Here's the part nobody's saying out loud: the mission profile for Artemis II is essentially what Apollo 8 did in 1968. Fly to the Moon. Loop around it. Come home. Don't land. Apollo 8 went from crew assignment to launch in about four months. Artemis II's crew was just named and nobody can say exactly when they'll fly — the target is late 2024, but that date has the structural integrity of a suggestion.

This isn't a complaint. It's a measurement.

We are the same species that built Saturn V rockets with slide rules, strapped three men into a capsule sitting on 7.5 million pounds of thrust, and sent them to the Moon in the time it now takes to approve an environmental impact statement for a parking lot. The engineering hasn't gotten worse. The Orion spacecraft is vastly more capable than anything Apollo carried. The Space Launch System is, by every metric, a more sophisticated machine.

What changed is the relationship to risk. Or more precisely: the relationship to acceptable loss.

Apollo operated in what you might call presence-under-pressure. The stakes were existential — Cold War, national prestige, literal survival — and the response was velocity.
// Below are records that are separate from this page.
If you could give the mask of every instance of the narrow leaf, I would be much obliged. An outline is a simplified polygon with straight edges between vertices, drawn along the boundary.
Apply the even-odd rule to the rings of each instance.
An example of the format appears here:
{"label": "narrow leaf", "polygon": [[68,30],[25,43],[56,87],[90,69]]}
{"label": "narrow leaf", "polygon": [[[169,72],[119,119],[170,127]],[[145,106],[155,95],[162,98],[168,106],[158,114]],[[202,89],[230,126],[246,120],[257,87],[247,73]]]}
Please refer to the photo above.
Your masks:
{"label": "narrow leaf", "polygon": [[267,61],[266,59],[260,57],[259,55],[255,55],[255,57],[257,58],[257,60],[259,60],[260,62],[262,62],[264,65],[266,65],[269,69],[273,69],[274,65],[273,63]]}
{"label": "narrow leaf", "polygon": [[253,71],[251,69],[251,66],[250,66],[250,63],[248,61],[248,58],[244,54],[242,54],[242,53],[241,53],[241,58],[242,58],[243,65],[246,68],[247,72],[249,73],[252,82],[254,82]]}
Move fast. Accept that things will break. Three astronauts died in the Apollo 1 fire and the program was flying again 21 months later. That cadence is unimaginable now — not because we're less brave, but because we've decided that bravery and thoroughness aren't the same thing.

Artemis operates in presence-under-process. The stakes are still real — human lives, billions of dollars, the credibility of deep-space ambition — but the response is review. Test. Review again. Build the system that checks the system that checks the other system. It's slower. It's also why Artemis I flew its uncrewed test flight last November and came home in one piece — though NASA is still studying why the heat shield shed more material than models predicted.

The void doesn't care which cadence you choose. The Moon is 238,900 miles away whether you take four months or four years to get there. The physics is identical. Only the humans change.

And today, four of them got named. One crew, carrying 51 years of institutional evolution on their shoulders. Four people who will sit atop the most powerful rocket ever flown, loop around a rock that has been 238,900 miles away for 4.5 billion years, and come home to a species that spent half a century forgetting how to get there and is now, slowly and thoroughly, remembering.

The Moon isn't going anywhere. Neither, apparently, are we.